The HKLSA had sought a BEO covering both VSAs and voluntary discussion agreements (VDAs). VDAs are agreements pursuant to which shipping lines discuss certain commercial matters relating to particular shipping routes.

The Commission decided not to issue a BEO for VDAs nor a revised VDA scope that was proposed by the HKLSA in a supplementary submission to the Commission, on the basis that it "was not demonstrated that the relevant VDA activities meet the terms of efficiency exclusion", it said.

The Commission has, however, given guidance in a statement of reasons on which VDA activities could give rise to competition concerns, and which are unlikely to contravene the Ordinance.

The BEO will be in place for five years and will be reviewed after four years or "at any time [the Commission] considers appropriate".

Hong Kong-based competition expert Mohammed Talib of Pinsent Masons, the law firm behind Out-Law.com said: "This is the Commission's first block exemption decision. It largely follows the draft order issued in September last year, and also the EU approach."

"The shipping industry is a significant one in Hong Kong and this might not be the end of the matter if the industry challenges the decision not grant a BEO for VDAs in court," Talib said.
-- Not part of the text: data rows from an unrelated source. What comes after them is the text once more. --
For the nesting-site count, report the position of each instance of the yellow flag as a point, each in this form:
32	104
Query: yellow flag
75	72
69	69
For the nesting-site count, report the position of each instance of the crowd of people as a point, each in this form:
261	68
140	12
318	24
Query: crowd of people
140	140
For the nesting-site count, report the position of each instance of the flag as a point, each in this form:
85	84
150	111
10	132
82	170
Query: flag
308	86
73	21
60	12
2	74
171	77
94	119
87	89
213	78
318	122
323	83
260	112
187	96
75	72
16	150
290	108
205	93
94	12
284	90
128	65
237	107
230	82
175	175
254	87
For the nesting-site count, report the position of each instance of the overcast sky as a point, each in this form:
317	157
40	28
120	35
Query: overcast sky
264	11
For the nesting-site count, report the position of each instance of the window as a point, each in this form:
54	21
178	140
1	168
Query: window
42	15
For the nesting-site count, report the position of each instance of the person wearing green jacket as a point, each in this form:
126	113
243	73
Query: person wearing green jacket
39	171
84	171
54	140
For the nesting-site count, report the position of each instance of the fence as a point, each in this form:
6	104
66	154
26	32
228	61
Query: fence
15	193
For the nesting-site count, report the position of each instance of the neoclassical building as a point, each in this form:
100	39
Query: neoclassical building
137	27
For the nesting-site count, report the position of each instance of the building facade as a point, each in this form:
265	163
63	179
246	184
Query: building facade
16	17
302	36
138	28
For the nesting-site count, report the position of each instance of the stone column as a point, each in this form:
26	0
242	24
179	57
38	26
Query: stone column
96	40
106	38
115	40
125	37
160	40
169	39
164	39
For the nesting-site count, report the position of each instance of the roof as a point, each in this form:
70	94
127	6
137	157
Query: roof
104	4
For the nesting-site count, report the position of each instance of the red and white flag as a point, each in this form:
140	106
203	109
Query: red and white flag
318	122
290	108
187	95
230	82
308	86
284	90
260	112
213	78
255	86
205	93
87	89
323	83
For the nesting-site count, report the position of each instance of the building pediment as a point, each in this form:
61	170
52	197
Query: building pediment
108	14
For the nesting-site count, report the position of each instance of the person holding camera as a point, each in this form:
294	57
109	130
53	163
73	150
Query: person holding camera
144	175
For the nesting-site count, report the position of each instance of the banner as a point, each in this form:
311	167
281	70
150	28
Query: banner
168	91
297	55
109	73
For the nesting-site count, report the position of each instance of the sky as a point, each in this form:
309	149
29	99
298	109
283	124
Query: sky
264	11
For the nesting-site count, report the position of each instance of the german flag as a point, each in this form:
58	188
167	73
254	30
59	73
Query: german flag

The shipping industry was one of the first to make changes to comply with the new Hong Kong Ordinance, taking steps to end the co-ordination of fee levels for the use of port facilities. In November 2015 five container terminal operators agreed to stop jointly setting the level of a port security charge (PSC) that is levied on port users. As a consequence terminal operators Hongkong International Terminals, Modern Terminals, Asia Container Terminals, COSCO-HIT Terminals (Hong Kong) and CSX World Terminals Hong Kong stopped accepting paper coupons that could previously be used to pay the PSC and instead began to individually issue electronic coupons.

This move was in response to concerns that the joint setting of the PSC would be viewed by the Competition Commission as price-fixing, which is considered to be serious anti-competitive conduct and a clear contravention of the Ordinance.